In both, data is transferred between two kernels using external channels: 'krnlA_send' sends to 'krnlB_recv' and 'krnlB_send' sends to 'krnlA_recv'.
On the left, you have 'float4' (128b) external channels. On the right, 'float8' (256b) external channels. Both reach almost the same fmax: 308 MHz (float4) and 294.55 MHz (float8).
As you can see, the bandwidth measurement (last column) shows the same values in both cases: 4900+ MByte/s, very close to the peak performance of 5000 MByte/s (40 Gbit/s). So, there is no issue on this point.
The main difference is in the 'Stall%' and 'Occupancy%' columns.
In the 'float4' case, there is not stall, i.e. we get full occupancy. This means that there are no bubbles into the pipeline, every clock cycle is used actively for computation.
On the other hand for 'float8', 'Stall%' is equal to 47%. This is expected.
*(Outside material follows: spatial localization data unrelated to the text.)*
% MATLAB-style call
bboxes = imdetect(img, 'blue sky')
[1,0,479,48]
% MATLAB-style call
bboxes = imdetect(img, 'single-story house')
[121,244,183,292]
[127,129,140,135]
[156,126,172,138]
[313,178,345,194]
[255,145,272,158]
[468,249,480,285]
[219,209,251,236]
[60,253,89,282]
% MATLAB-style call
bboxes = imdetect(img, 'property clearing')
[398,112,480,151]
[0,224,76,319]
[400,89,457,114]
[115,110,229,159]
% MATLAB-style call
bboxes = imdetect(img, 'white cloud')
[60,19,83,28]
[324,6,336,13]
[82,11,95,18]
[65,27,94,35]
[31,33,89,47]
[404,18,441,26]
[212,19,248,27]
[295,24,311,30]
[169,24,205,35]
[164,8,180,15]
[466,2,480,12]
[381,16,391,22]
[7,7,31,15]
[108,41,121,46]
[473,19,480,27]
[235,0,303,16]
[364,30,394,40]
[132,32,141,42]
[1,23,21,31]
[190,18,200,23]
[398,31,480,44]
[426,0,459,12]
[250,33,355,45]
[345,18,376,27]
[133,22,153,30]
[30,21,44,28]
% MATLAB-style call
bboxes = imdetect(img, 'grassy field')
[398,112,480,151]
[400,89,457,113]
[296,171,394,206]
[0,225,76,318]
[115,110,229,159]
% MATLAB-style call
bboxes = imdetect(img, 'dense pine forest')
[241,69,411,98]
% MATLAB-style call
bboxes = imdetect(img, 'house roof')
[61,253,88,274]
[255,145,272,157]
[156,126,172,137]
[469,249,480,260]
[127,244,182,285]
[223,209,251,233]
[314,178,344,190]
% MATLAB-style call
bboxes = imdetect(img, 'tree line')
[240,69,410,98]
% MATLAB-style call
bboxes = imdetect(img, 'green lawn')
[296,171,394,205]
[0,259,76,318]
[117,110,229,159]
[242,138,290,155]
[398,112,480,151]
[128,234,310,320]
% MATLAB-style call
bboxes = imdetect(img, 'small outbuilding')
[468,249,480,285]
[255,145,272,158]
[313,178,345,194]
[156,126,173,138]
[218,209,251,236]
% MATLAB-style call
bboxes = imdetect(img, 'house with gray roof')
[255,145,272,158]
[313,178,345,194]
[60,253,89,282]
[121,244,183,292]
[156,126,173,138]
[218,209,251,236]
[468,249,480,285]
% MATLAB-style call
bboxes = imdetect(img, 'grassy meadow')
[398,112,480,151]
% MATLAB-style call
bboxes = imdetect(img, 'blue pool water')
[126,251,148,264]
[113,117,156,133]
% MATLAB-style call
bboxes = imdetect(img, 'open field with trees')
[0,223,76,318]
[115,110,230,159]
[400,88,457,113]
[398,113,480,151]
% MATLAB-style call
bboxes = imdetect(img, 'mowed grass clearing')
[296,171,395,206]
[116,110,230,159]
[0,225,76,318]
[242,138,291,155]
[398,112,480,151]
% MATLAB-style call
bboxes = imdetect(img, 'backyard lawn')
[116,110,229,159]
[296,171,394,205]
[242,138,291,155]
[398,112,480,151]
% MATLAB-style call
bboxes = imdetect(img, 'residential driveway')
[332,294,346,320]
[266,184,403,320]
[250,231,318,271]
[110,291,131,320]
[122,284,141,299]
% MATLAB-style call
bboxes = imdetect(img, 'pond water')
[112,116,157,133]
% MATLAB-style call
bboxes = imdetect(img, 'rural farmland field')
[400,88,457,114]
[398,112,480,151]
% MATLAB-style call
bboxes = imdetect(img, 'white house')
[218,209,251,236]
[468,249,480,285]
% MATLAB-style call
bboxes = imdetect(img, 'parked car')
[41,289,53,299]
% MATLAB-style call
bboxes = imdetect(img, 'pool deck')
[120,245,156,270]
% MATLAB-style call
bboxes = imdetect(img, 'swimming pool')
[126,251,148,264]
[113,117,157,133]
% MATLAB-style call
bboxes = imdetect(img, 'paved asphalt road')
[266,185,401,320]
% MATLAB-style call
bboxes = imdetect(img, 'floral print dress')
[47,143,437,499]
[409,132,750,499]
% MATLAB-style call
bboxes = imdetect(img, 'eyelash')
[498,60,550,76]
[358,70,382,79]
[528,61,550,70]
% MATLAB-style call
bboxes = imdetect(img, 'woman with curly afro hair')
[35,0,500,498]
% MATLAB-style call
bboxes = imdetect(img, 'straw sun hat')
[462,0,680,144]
In fact, given a bandwidth of 40 Gbit/s, an Intel channel whose datatype is 256b-wide can transfer data at most at 156 MHz.
Considering that the actual frequency of the design is 294 MHz, the maximum 'Occupancy%' achievable can be at most (156MHz / 294MHz) = 53%.
Sorry for the long preamble, but it's necessary to share with you my point of view.
Define channels with a smaller width will let me to exploit an higher 'Occupancy%' in case I don't need/want to process 256b (related to the external channels) per clock cycle.
This behavior was correctly implemented in the Intel FPGA OpenCL SDK 17.1 BSP for Bittware 385A.
If I'm forced to process 256b, the occurring 'Stall%' will propagate along the pipeline and will effects the other computations/memory accesses.
Moreover, for complex design the extension of the data-path to 256b cannot be always feasible in terms of area utilization.
I know that I could write workarounds in my code in order to overcome these issues. But this will cause drawbacks that were not present previously.
Thank you,
Paolo
- PGorl16 years ago
New Contributor
posted a file.- HRZ6 years ago
Frequent Contributor
>If I'm forced to process 256b, the occurring 'Stall%' will propagate along the pipeline and will effects the other computations/memory accesses.
This is a perfectly valid point to explain why "padding" the data to match the physical width is not a good idea. You will be essentially limiting your kernel "throughput" to the throughput of the I/O channel, even if you don't need to fully utilize the channel throughput.